Forse la prima sinergia tra jazz e film di finzione di cui abbiamo traccia è un muto oggi perduto in cui appariva l’Original Dixieland Band, The Good for Nothing (1917), contemporaneo alla prima incisione jazz. Facendo un balzo in avanti fino al sonoro, ci imbattiamo in Black and Tan Fantasy, un cortometraggio notevole girato nel 1929 da Dudley Murphy. In seguito, mentre i Soundies contribuivano alla massiccia produzione di jazz film e alla loro trasformazione in attrazioni da juke-box, il sogno di un cinema jazz ‘puro’ si concretizzò in film realizzati da artisti provenienti dal cinema d’animazione o dalla fotografia.

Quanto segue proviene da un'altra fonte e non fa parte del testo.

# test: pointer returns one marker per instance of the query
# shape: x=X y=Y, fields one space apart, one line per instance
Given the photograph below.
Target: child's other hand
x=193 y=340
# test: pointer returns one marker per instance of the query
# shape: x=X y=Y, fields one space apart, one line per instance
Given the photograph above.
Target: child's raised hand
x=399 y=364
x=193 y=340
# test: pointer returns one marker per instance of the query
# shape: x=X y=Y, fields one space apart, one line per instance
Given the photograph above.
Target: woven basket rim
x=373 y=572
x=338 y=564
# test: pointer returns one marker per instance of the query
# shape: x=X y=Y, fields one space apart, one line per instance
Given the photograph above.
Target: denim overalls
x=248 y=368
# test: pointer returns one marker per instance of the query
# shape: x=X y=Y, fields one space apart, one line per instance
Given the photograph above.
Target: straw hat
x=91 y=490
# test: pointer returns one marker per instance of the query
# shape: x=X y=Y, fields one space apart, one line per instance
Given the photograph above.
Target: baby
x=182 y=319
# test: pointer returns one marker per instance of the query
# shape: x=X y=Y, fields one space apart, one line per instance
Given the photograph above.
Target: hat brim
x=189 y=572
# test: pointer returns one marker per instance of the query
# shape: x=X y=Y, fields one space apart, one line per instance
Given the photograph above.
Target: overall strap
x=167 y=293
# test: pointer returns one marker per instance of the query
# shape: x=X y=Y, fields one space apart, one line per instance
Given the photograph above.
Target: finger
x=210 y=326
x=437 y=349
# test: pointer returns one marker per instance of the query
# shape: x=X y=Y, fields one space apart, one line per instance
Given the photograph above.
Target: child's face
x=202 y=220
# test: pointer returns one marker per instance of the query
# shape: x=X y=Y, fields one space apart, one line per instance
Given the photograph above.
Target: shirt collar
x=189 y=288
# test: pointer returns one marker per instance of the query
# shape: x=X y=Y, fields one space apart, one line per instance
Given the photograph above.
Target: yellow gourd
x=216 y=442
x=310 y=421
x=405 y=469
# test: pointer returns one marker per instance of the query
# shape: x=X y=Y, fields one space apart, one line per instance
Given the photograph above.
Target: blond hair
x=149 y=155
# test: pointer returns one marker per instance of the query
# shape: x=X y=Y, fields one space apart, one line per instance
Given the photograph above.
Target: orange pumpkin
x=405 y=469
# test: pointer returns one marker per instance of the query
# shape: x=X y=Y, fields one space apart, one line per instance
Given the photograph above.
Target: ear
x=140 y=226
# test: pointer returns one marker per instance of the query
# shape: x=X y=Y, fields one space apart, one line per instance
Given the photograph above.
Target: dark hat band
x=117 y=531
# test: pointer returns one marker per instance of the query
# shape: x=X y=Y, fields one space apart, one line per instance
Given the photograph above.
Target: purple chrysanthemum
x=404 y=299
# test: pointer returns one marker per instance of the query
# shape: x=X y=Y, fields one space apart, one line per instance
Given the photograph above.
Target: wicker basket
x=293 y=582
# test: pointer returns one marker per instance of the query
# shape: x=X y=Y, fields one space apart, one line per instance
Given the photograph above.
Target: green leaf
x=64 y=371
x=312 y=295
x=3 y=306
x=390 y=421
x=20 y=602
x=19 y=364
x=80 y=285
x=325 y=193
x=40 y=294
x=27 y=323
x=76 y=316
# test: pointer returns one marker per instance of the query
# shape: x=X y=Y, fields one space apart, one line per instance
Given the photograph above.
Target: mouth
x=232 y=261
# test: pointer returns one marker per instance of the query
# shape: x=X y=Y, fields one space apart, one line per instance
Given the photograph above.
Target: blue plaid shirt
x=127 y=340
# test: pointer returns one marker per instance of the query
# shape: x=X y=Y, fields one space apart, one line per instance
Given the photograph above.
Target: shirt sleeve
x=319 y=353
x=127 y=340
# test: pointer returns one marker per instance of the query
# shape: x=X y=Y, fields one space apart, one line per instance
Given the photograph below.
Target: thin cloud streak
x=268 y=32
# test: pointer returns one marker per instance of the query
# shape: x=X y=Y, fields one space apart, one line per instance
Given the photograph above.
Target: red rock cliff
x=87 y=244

Alcuni registi sono più portati di altri per le atmosfere jazz. Quelli che amano l’improvvisazione sembrano mostrare una particolare inclinazione per la musica. Nei film dell’appassionato di jazz Howard Hawks, la musica svolge spesso un’importante funzione di aggregazione sociale. Solo Ball of Fire (1941) e il suo remake Venere e il professore (1948) usano esplicitamente il jazz per esaltare lo spirito cameratesco della trama, ma il principio resta lo stesso nelle songfests presenti in alcuni dei migliori film del regista.
Tanto i tormenti privati quanto l’euforia collettiva pervadono le atmosfere di film di finzione quali All Night Long (Basil Dearden, 1961) e When It Rains (Charles Burnett, 1995), mentre l’esuberante Jazz on a Summer’s Day (1959), documentario girato da Bert Stern e Aram Avakian al Newport Jazz Festival, valorizza l’euforia che accomuna pubblico e musicisti. E infine, Big Ben: Ben Webster in Europe (Johan van der Keuken, 1967) offre il ritratto di un grande del jazz in esilio.